Vanderbilt and the partner institutions have chosen three project areas:
- Continuing Education – Faculty learning communities centered on anti-deficit/inclusive pedagogy. The first of these learning communities includes faculty members who teach in introductory courses in biological sciences, chemistry, Earth and environmental sciences, mathematics, and physics and astronomy: Thomas Clements, Lily Claiborne, Michael Stone, John Rafter, Julian Hillyer, Savanna Starko, James Pask, Tara Todd, Sean McAfee, Craig Tainter and Todd Graham.
- Inclusive Curricula – Faculty-led curricular assessment and change in first- and second-year introductory STEM courses
- Student Empowerment – Implementation of learning assistants in large introductory courses
Through these project areas, Vanderbilt and peers will help their institutions move toward a more inclusive environment within STEM courses.
“There is a long history of student-centered interventions like providing opportunities for additional coursework to students in an attempt to improve outcomes and persistence in STEM,” Friedman said. “I certainly wouldn’t say those have been completely unsuccessful in any way. I think there can be some strengths to them, but it really hasn’t moved the needle as much as people had hoped.
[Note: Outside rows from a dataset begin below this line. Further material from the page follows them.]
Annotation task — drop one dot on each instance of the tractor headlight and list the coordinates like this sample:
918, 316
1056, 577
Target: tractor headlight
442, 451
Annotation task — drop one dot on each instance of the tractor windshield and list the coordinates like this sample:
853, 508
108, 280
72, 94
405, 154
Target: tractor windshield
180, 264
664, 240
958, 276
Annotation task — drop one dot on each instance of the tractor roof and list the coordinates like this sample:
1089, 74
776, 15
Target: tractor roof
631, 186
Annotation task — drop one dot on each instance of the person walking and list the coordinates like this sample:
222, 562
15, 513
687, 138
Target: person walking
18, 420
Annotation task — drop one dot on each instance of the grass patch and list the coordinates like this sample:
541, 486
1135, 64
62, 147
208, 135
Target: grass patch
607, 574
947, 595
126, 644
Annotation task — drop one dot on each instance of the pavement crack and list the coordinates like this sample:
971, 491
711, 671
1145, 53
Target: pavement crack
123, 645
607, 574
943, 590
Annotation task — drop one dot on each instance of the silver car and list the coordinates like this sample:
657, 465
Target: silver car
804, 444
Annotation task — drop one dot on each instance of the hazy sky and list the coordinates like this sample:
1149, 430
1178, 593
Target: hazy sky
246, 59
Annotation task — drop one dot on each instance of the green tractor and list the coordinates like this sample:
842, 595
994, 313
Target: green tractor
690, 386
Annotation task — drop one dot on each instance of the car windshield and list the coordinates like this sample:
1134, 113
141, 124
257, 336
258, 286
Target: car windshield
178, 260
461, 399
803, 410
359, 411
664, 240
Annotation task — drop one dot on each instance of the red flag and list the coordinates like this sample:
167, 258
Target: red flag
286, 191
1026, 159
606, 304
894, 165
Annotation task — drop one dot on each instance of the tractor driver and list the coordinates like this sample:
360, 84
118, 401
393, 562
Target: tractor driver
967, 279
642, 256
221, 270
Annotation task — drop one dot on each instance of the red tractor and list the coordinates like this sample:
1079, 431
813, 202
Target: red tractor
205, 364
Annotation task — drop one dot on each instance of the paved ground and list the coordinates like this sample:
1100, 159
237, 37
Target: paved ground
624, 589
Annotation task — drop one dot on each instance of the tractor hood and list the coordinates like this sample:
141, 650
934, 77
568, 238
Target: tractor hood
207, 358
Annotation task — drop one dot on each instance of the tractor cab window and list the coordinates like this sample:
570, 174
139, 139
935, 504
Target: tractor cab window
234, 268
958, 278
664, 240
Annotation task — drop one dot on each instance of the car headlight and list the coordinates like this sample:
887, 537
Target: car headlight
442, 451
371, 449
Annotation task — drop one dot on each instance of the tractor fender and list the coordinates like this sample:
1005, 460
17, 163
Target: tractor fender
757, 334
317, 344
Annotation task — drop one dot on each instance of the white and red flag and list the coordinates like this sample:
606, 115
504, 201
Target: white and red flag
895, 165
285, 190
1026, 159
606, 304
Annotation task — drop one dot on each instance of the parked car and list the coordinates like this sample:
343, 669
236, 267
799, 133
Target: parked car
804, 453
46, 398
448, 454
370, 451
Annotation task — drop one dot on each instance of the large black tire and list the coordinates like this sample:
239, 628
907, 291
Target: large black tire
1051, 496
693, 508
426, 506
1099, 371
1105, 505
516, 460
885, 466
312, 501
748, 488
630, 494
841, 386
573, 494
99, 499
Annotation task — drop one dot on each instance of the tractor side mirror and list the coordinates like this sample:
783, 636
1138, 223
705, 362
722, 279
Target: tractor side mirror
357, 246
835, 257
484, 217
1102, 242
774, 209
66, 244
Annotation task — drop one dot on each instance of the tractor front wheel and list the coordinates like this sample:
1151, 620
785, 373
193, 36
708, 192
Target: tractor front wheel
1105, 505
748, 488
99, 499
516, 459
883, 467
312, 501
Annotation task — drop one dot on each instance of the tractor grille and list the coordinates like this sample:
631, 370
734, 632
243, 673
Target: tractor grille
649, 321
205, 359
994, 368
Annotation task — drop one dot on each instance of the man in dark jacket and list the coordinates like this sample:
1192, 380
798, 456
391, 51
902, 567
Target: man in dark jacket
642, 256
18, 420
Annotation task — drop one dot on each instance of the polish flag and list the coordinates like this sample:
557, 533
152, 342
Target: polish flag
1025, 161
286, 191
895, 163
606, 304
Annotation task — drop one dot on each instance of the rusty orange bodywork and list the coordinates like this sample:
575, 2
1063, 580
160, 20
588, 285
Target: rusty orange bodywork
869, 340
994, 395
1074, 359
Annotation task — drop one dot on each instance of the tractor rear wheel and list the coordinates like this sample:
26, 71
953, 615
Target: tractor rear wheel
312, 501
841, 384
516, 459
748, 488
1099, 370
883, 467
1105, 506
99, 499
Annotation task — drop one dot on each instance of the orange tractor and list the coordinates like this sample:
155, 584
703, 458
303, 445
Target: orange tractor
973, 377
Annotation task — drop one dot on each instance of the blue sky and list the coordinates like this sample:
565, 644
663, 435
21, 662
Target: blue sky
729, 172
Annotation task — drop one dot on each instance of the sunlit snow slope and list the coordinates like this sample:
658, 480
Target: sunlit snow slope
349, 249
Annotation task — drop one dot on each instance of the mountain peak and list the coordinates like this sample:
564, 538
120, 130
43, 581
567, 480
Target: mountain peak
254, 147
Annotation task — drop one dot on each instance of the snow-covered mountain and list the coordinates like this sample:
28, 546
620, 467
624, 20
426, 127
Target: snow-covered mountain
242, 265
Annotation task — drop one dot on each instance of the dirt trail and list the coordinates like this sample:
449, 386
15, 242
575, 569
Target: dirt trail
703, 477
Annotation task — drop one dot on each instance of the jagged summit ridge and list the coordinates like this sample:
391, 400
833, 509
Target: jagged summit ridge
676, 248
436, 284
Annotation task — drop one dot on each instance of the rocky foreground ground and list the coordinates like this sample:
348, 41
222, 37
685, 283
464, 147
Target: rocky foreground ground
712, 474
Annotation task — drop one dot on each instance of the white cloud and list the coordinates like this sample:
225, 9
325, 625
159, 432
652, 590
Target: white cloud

“What we’re working on as a group is what the faculty need to change about how they approach STEM courses and how we can make them more welcoming places where everyone feels a sense of belonging.”
The grant proposal was supported by Research Development and Support, which offers proposal development assistance for both private (foundations) and federally funded opportunities. Services include searches for new sponsors, coordination and team building for proposals of any size, content development, and draft review. RDS further supports faculty by building relationships with external sponsors, hosting workshops and providing guides and language for common proposal requirements. RDS is in the Office of the Vice Provost for Research and Innovation.
About Howard Hughes Medical Institute
As a nonprofit research organization and philanthropy, HHMI’s mission is to advance the discovery and sharing of scientific knowledge to benefit us all. It employs scientists, provides research and education grants, offers free classroom resources and shares stories of science with audiences worldwide. HHMI encourages talented scientists, educators and students to stay curious, pursue tough scientific questions and contribute to making science more inclusive.